Chao Anne, Bunge John
Institute of Statistics, National Tsing Hua University, Hsin-Chu, Taiwan.
Biometrics. 2002 Sep;58(3):531-9. doi: 10.1111/j.0006-341x.2002.00531.x.
Consider a stochastic abundance model in which the species arrive in the sample according to independent Poisson processes, where the abundance parameters of the processes follow a gamma distribution. We propose a new estimator of the number of species for this model. The estimator takes the form of the number of duplicated species (i.e., species represented by two or more individuals) divided by an estimated duplication fraction. The duplication fraction is estimated from all frequencies including singleton information. The new estimator is closely related to the sample coverage estimator presented by Chao and Lee (1992, Journal of the American Statistical Association 87, 210-217). We illustrate the procedure using the Malayan butterfly data discussed by Fisher, Corbet, and Williams (1943, Journal of Animal Ecology 12, 42-58) and a 1989 Christmas Bird Count dataset collected in Florida, U.S.A. Simulation studies show that this estimator compares well with maximum likelihood estimators (i.e., empirical Bayes estimators from the Bayesian viewpoint) for which an iterative numerical procedure is needed and may be infeasible.

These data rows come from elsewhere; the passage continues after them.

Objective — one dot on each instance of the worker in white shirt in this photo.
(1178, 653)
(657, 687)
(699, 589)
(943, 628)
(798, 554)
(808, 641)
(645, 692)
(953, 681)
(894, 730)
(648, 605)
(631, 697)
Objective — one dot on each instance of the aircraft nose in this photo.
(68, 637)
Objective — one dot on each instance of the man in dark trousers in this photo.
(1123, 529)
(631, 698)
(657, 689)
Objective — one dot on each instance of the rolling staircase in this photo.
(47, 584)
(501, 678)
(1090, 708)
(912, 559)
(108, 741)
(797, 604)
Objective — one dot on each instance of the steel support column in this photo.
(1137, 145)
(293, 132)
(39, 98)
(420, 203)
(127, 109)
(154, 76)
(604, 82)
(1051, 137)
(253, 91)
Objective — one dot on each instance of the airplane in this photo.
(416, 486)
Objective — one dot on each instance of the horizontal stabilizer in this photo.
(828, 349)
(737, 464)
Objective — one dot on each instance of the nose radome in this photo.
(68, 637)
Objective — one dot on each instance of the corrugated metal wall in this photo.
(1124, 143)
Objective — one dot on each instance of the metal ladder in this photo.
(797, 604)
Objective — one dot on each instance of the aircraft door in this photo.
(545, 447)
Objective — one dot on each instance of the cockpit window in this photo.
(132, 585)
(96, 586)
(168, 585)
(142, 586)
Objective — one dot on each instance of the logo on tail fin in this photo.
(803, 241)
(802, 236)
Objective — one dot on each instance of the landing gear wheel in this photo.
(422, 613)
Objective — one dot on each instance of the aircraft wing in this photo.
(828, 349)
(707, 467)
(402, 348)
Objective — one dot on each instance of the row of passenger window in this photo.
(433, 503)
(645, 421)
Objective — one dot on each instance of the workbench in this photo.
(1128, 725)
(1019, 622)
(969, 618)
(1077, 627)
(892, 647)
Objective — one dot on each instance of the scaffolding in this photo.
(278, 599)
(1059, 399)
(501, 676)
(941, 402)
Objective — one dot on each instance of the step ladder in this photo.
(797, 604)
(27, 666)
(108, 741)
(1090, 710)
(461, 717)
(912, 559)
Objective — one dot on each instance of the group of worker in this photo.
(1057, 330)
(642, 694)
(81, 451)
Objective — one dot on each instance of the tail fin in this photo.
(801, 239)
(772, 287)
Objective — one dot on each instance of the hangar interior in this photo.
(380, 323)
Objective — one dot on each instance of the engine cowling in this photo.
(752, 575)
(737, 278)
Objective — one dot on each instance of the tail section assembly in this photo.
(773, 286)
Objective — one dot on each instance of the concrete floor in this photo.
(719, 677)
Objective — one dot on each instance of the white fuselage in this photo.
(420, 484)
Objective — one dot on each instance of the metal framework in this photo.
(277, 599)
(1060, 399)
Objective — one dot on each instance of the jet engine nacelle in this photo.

考虑一个随机丰度模型,其中物种根据独立的泊松过程进入样本,这些过程的丰度参数服从伽马分布。我们为该模型提出了一种新的物种数量估计器。该估计器的形式为重复物种(即由两个或更多个体代表的物种)的数量除以估计的重复比例。重复比例是根据包括单例信息在内的所有频率进行估计的。新估计器与Chao和Lee(1992年,《美国统计协会杂志》87卷,210 - 217页)提出的样本覆盖率估计器密切相关。我们使用Fisher、Corbet和Williams(1943年,《动物生态学杂志》12卷,42 - 58页)讨论的马来亚蝴蝶数据以及1989年在美国佛罗里达州收集的圣诞鸟类计数数据集来说明该过程。模拟研究表明,对于需要迭代数值程序且可能不可行的最大似然估计器(即从贝叶斯观点来看的经验贝叶斯估计器),该估计器与之相比表现良好。